Choosing an SSD for your computer requires thought, planning, and some know how. Here are the basics of how to choose an SSD.
An SSD can provide significantly faster boot up times than a standard hard drive by utilizing the RAM on the motherboard rather than containing its own. It uses less power, can hold more data per square inch, and is far less susceptible to physical damage. However, this doesn’t mean that an SSD is “better” than a standard hard drive, they are just different.
Depending on how you use your computer, how much you need it store, how long you want it to last, how much money or how big of a space issue you have, how frequently you’ll need to replace, how much speed you want it to have, how much data you’ll be storing at once (important when using cloud-based storage applications), and how often your files are used will determine how likely an SSD is right for you.

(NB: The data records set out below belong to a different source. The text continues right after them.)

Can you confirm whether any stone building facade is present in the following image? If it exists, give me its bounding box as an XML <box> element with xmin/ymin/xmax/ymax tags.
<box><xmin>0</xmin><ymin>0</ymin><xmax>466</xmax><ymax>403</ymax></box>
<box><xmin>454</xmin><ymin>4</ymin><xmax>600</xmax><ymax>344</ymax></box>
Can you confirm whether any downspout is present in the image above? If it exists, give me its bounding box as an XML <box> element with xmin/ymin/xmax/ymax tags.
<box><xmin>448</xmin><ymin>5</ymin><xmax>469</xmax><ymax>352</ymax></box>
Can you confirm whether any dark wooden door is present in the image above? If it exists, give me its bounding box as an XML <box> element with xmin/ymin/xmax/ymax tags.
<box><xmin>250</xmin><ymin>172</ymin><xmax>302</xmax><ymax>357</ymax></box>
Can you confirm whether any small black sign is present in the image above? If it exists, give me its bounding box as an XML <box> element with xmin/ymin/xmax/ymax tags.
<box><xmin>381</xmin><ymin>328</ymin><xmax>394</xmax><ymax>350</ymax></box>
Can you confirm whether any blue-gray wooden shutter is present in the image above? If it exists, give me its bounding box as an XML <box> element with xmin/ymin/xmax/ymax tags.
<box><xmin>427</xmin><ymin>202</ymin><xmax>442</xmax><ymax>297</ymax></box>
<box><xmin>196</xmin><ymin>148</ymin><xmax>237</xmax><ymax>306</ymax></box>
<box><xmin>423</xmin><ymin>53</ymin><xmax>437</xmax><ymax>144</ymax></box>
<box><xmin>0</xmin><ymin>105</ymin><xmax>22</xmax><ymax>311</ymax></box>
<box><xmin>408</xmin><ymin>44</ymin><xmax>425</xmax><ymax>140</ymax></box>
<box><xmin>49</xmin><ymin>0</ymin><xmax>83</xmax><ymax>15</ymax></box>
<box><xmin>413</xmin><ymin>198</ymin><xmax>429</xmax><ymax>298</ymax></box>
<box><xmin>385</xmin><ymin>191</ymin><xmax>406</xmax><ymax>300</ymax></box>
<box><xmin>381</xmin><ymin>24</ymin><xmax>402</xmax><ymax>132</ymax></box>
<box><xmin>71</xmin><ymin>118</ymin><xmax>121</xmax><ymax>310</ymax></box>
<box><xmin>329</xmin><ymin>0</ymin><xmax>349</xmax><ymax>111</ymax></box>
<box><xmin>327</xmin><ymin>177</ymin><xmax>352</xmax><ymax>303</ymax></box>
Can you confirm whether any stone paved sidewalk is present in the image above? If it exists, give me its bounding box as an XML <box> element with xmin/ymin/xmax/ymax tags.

Things To Consider When Buying SSD
The thing that should be taken into consideration is how often the data on the drive will change. If it’s not changing very often, the performance benefits of an SSD is lost and an HDD may be better for you (if you can live with how slow they are). If changes to files happens frequently, the faster load times make SSDs your best bet.
Second thing to consider is how much data is stored at one time. If the amount of data on your drive at once is very small (such as how much is stored in RAM), SSDs are not ideal because they cannot hold much data per square inch. When choosing between SSDs and HDDs it’s important to keep how much you’ll be using the computer at one time in mind.
Thirdly, how long do you want your computer to last? The life of an SSD is affected by how many times the drive’s data is rewritten and how often it’s shocked. A machine that gets used once a day may require more shock protection than one getting knocked around in a bag ready for school or work.
The next thing to consider is how much money you want to spend. The price of SSDs is coming down and they will soon be on par with how expensive HDDs currently are, but the initial investment may not fit your budget. This does not mean that an HDD is better than an SSD for how much it costs though since both drives have their own advantages and disadvantages.
An SSD is more fragile than an HDD. The drive has no moving parts, but is made up of delicate microchips that are sensitive to physical shock. If the computer it’s housed in falls or is bumped around frequently, consider how often this will be happening and how much impact this would have on how often you’ll need to replace the drive.
Finally, how much speed do you need? SSDs can be a lot faster than HDDs in some cases, but how important is how quickly your computer starts up and how fast games load? A PC that doesn’t get a lot of use may not require as high performance from it’s storage device, so an HDD may have the same performance as an SSD.
The choice between SSDs and HDDs is a personal one, but understanding how much space you need, how often the data on the drive changes, how long you want your computer to last, how much money you have to spend, how much physical impact it will be exposed to, and how much speed you need.